Article 12 of the International Covenant on Economic, Social and Cultural Rights, proclaims that the States Parties to the Covenant “recognise the right of everyone to the enjoyment of the highest attainable standard of physical and mental health”;

Article 15 of the same proclaims that 1) the States Parties to the Covenant “recognise the right of everyone: a) to take part in cultural life; b) to enjoy the benefits of scientific progress and its applications; c) to benefit from the protection of the moral and material interests resulting from any scientific, literary or artistic production of which he/she is the author”; 2) the steps to be taken by the States Parties to the same Covenant to achieve the full realization of these rights shall include those necessary for the conservation, the development and the diffusion of science and culture; 3) the States Parties to the same Covenant undertake to respect the freedom indispensable for scientific research and creative activity; 4) the States Parties to the same Covenant recognise the benefits to be derived from the encouragement and development of international contacts and co-operation in the scientific and cultural fields;

noting that

between 2002 and 2006 – through the Sixth Framework Programme on Research – the EU has been allocating major resources in order to capitalise on the results of research on the genome of living organisms, including the new potential for treatment and prevention arising from stem cells research;

according to the European Commission’s report on stem cell research dated April 3, 2003 (the Busquin Report), one of the most promising fields in biotechnology is stem cells;

research projects funded by the Sixth Framework Programme focus on diabetes, cardiovascular and nervous system diseases and other diseases, thus offering hope and a future for tens of millions of European men and women.

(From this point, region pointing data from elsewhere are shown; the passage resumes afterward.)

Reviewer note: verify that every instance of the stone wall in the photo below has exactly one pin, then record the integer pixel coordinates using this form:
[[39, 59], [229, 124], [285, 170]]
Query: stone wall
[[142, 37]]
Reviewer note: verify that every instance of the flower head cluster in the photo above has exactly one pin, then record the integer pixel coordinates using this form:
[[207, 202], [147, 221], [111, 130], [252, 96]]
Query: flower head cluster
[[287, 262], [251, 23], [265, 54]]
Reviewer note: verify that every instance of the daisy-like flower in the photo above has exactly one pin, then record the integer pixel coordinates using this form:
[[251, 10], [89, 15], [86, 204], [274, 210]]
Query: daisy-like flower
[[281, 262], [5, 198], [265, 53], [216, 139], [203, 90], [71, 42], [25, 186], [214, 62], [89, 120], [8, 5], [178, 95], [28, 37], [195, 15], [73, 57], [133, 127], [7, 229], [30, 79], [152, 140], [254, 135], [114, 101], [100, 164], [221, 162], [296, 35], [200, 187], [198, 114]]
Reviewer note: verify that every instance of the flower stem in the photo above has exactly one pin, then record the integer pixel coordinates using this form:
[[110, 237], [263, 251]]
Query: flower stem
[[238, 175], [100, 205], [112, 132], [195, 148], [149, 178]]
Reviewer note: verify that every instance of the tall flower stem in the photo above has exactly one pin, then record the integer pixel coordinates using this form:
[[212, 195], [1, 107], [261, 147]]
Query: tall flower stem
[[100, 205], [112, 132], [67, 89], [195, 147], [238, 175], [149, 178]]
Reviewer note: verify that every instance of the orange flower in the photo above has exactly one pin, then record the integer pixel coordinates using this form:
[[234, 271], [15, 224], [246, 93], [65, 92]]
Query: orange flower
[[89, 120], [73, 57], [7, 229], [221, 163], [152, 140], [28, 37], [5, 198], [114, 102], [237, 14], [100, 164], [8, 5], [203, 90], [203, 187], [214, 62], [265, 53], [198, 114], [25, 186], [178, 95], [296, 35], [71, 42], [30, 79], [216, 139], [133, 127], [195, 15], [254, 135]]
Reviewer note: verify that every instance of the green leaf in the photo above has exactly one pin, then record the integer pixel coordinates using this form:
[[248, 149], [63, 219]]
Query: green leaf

And yet, attempts are being made in the European Parliament to stop funding any research project involving the use of stem cells obtained from supernumerary embryos,


call on the European Parliament to ensure that:

the Seventh Framework Programme on Research at least confirm the funding of research projects on stem cells obtained from supernumerary embryos;

eligibility for funding be extended to research projects on nuclear transfer (inappropriately called “therapeutic cloning”)”.